Financial literacy may be broadly defined as the ability to understand and effectively use financial information. This presentation offers a comprehensive review of current approaches to measuring financial literacy and proposes a revised conceptual framework aimed at bridging the gap between its theoretical definition and empirical measurement.
Financial literacy is a multidimensional construct comprising five distinct dimensions, as identified by the OECD (2022): objective financial knowledge, subjective financial knowledge, financial attitudes, financial behaviours, and financial skills.
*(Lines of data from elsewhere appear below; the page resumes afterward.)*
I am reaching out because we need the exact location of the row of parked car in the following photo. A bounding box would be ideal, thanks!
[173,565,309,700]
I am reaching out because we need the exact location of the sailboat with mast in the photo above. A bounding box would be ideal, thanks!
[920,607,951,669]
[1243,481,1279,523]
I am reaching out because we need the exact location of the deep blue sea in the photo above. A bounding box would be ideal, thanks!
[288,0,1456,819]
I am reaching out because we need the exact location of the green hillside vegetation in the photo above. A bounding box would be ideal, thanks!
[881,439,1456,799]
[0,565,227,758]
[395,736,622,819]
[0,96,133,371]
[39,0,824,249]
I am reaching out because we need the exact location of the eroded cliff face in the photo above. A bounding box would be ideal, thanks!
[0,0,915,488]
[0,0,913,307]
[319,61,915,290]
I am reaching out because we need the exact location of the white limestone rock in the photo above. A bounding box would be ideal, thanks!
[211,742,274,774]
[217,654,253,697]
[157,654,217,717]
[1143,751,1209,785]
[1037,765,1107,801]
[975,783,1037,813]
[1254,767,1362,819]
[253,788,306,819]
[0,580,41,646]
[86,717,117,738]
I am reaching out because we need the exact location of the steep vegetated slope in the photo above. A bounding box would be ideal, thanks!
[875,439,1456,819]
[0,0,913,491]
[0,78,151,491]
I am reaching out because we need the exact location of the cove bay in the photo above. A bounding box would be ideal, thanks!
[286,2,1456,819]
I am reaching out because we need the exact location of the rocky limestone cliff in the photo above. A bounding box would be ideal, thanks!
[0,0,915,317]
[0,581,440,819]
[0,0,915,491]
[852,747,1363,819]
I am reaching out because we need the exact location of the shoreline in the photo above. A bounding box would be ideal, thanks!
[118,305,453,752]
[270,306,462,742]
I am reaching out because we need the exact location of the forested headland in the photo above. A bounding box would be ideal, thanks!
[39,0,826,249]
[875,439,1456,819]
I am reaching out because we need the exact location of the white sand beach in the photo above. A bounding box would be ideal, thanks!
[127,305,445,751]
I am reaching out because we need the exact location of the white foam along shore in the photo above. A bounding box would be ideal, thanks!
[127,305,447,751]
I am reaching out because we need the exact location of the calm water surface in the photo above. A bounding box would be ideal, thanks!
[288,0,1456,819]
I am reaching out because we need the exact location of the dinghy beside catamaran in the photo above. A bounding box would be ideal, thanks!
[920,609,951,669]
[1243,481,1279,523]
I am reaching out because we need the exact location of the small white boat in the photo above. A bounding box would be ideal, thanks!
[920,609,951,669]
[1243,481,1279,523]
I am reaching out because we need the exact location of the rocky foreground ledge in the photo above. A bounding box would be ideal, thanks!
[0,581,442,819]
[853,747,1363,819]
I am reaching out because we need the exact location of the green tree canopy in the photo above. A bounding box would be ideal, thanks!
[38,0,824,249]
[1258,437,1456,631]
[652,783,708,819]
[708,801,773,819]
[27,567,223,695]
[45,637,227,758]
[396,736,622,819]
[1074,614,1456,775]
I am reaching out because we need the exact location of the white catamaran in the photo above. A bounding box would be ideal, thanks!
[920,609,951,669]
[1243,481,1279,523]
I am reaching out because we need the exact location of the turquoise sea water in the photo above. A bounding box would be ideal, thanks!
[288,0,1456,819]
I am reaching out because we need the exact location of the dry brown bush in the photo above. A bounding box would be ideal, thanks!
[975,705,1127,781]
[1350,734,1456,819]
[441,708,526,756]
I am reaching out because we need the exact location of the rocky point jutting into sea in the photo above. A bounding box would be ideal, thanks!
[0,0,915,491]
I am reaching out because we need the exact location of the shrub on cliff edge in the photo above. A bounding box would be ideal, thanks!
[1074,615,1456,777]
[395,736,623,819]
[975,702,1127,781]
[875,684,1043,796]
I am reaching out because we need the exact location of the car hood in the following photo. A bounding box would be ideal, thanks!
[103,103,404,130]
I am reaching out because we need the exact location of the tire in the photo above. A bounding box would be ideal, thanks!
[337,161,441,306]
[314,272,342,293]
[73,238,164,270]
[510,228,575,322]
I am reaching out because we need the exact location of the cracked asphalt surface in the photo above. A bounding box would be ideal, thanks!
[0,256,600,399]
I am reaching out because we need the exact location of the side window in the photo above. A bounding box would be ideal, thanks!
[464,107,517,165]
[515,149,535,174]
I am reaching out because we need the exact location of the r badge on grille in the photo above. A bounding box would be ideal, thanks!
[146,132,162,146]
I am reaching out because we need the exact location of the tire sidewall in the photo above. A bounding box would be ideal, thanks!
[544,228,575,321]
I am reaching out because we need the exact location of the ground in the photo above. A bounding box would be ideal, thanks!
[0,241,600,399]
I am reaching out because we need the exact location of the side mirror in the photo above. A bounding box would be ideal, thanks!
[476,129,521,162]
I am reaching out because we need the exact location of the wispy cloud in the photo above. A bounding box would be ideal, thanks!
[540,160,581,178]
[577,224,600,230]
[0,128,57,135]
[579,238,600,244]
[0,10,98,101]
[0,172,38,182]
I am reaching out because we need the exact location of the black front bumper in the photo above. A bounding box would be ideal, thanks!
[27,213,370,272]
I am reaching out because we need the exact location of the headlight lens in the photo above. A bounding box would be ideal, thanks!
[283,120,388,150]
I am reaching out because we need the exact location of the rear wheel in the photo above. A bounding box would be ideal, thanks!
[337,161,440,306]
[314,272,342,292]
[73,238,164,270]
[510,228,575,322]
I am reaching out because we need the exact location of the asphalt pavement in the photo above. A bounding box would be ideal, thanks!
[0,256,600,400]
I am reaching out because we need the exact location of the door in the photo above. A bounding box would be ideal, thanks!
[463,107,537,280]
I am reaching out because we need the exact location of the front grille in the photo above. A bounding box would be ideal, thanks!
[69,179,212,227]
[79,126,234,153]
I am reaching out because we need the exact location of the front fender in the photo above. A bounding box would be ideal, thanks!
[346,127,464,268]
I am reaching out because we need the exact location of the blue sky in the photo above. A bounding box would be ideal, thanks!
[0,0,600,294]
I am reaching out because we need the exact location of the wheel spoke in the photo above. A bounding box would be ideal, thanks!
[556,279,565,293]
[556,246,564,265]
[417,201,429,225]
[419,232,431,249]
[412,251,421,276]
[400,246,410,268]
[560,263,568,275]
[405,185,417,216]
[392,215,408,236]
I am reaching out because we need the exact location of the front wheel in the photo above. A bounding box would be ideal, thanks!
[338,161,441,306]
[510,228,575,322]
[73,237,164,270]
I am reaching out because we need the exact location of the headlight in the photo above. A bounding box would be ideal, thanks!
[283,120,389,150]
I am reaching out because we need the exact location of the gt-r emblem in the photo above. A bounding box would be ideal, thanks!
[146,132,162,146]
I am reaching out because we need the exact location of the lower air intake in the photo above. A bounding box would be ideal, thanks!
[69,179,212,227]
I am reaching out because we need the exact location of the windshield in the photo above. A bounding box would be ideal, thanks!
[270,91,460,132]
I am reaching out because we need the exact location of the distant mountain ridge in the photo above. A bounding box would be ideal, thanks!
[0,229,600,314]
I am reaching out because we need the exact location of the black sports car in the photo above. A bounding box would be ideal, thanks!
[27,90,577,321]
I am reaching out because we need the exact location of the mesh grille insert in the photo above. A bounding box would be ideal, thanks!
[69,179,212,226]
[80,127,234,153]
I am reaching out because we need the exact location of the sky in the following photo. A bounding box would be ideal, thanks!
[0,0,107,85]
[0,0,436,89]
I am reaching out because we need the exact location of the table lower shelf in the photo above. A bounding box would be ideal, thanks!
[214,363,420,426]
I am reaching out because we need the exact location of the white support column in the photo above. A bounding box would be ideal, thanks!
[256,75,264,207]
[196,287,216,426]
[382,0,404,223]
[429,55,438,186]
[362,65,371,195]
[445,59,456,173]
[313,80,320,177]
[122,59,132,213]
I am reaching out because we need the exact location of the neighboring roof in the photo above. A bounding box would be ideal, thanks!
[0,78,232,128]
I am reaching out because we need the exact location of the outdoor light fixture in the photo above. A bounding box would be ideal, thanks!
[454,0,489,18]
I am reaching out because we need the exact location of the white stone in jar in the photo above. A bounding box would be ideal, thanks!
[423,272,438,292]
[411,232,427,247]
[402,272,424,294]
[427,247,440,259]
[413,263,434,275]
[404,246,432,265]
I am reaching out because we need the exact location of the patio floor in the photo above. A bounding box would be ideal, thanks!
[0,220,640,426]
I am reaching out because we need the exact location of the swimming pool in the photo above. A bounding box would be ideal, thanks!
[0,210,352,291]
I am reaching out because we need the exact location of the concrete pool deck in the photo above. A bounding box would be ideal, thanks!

Ideally, each of these dimensions should be assessed across nine key content domains, as proposed by Yakoboski et al. (2024): earning, consuming, saving, investing, borrowing/managing debt, insuring, comprehending risk, go-to information sources, and retirement fluency.
This paper systematically reviews how each dimension has been conceptualized and operationalized in the academic literature, examining whether existing instruments adequately capture the full spectrum of content domains. The analysis reveals significant gaps and inconsistencies: some dimensions are better represented than others, and few tools succeed in encompassing the breadth of relevant financial topics.
In response to these findings, we propose a revised conceptual framework for financial literacy. The updated model retains four of the five OECD dimensions—excluding financial skills, which are considered transversal rather than finance-specific—and focuses on seven of the nine content areas. The two excluded domains (comprehending risk and go-to information sources) are reclassified as general skills rather than strictly financial components.
This revised framework contributes to the development of more precise, balanced, and conceptually aligned tools for measuring financial literacy, with implications for both academic research and policy design.